Sunday, September 14, 2014

Job Interview

(Last week)

"… I've lived in Bermuda, Canada, Barbados, Israel, Spain, Trinidad, Turkey and now Denmark."

"Really! How many languages do you speak?"

"Well, English is my native language, but I can also speak Danish and Turkish quite comfortably, I've forgotten a lot of Spanish and French, but I could probably get around okay with them, and I never really knew much Arabic and Hebrew, just enough to get a taxi home in Israel, and that was 10 years ago."

"That's really cool. You know, let me find someone here on Facebook. I have a friend who I used to work with a little bit, she's a lot like you."

"Oh really? Has she travelled a lot?"

"Not as far as I know."

"Does she speak Turkish as well?"

"No. I'm pretty sure of that. But I worked really well with her, so I know you and I can work well together."

"Is she also from Bermuda?"

"Nope. She was born and raised in England. Ah yes. Here she is!"

Looking at Facebook picture, puzzled "…um…?"

"See! She has brown eyes like you! I really liked her. Her eye colour was never an issue for me. The reason we don't work together now is because she is in Copenhagen and I am here."

"I see."

"I was hoping you could start on Monday. We have two students who are brown-eyed like you. It would be great for you to teach them since you have so much in common."

I found out during the course of more conversation that these two young girls are from a different country, in fact a region of the world which I have never visited. Their culture is just as different from mine as it is from my interviewer's. In fact, my interviewer and I have many more cultural similarities than I do with these girls. They are of a completely different religious background, both from the one I grew up with in my own society, and the one I am affiliated with. Their native language is one I also don't know anything about, in fact, I don't even know how to say 'hello' in their native tongue. How is that we have 'so much' in common? Ah yes, we happen to have the same eye colour. A superficial trait that we inherited from our parents, that has nothing to do with personality, culture, identity, world view, or pretty much anything else.

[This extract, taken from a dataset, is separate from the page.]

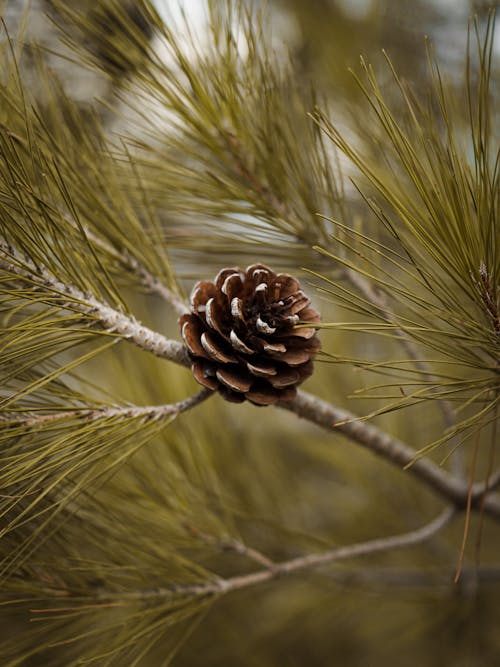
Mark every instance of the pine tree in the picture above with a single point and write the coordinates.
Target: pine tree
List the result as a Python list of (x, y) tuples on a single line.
[(147, 519)]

One could say that my interviewer has an inordinate preoccupation with eye colour. He seems to think that all brown-eyed people are the same. He appears to ignore actual important characteristics of people, and give far more importance to the colour of their eyes than who they are as individuals. Is there a name for that? Someone so preoccupied with the colour of a person's eyes that they use that instead of other known factors to decide what that person is like?

I should probably mention that where I have typed 'eye' you should read 'skin'.